Quem te avisa teu amigo é!

Afinal quem é que fala verdade?


Antes da revelação da crise do sistema capitalista, em 2007, o PCP decidiu promover uma Conferência Nacional sobre as Questões Económicas e Sociais. Disse então Jerónimo de Sousa: "Trinta anos de políticas de direita e de recuperação capitalista dos governos do PS, PSD e CDS-PP comprometeram o desenvolvimento sustentado do país e deliberadamente desbarataram as possibilidades de construção de um Portugal democrático, independente e próspero com as condições abertas pela Revolução de Abril..." 


Confimamos hoje como têm sido acertadas as suas palavras.


Disse também, "...Em 2006, os lucros das 500 maiores empresas não financeiras aumentaram 67% e, entre 2004 e 2006, os lucros da banca cresceram 135%, enquanto continuam a manter taxas reduzidas de IRC." Os escândalos então denunciados agravaram-se até hoje, por os portugueses terem acreditado mais nas promessas eleitorais, que nos factos que vêm sendo demonstrados ao longo de 36 anos de falsa democracia da direita PS, PSD e CDS. 


Política de classe: Ricos mais ricos, Pobres mais pobres


Dizia ainda Jerónimo de Sousa em 2007 que o Governo, "dá de “mão beijada” ao grande capital milhões de euros em benefícios fiscais. Aumenta de 1000 milhões de euros este ano para 1.780 milhões em 2008 os benefícios fiscais para o offshore da Madeira ou seja uma verba igual a 44% défice das contas públicas para 2008.  (...) E, não permitamos que nos digam sem resposta que subestimamos o défice das contas públicas.
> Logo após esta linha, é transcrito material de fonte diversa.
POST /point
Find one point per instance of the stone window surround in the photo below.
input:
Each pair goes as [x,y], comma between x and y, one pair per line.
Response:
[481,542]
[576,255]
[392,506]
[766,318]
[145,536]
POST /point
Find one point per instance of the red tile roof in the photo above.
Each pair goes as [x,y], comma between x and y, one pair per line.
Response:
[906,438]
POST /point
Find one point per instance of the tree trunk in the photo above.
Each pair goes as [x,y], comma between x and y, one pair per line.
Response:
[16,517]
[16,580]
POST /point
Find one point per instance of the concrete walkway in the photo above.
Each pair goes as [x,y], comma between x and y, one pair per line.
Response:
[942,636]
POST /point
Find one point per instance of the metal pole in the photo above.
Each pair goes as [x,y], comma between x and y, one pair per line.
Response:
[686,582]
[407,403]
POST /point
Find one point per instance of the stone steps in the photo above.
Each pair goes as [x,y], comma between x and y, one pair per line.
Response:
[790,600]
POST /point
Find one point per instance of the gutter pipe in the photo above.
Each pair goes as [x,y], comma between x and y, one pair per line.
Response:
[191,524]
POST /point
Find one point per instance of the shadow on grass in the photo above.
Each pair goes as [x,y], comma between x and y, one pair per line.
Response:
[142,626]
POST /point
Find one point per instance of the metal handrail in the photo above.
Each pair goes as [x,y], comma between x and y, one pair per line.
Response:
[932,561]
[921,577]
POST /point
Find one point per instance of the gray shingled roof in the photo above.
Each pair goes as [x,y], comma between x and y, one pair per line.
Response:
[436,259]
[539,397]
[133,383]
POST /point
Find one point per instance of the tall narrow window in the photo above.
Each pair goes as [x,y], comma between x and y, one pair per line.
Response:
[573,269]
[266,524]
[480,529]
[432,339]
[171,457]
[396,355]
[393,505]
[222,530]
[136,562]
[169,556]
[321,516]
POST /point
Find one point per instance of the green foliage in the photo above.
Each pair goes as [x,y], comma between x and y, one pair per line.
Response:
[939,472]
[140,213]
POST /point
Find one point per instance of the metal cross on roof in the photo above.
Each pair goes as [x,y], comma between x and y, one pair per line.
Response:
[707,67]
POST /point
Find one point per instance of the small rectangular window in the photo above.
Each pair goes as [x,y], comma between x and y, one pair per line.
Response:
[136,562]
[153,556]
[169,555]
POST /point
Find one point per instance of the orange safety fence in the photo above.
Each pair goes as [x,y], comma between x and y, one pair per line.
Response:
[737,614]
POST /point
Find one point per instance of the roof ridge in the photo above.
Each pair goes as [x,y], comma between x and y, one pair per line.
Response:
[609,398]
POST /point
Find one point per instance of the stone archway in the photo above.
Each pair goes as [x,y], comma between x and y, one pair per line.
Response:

Não subestimamos! Comecem por cortar os favores aos amigalhaços ... apresentamos propostas e soluções para o resolver, não à custa das condições de vida dos trabalhadores e do povo e da ampliação dos factores recessivos e de travagem da economia com os brutais cortes no investimento público, ... mas sim com uma empenhada política que favoreça o crescimento económico e com ele a elevação das receitas"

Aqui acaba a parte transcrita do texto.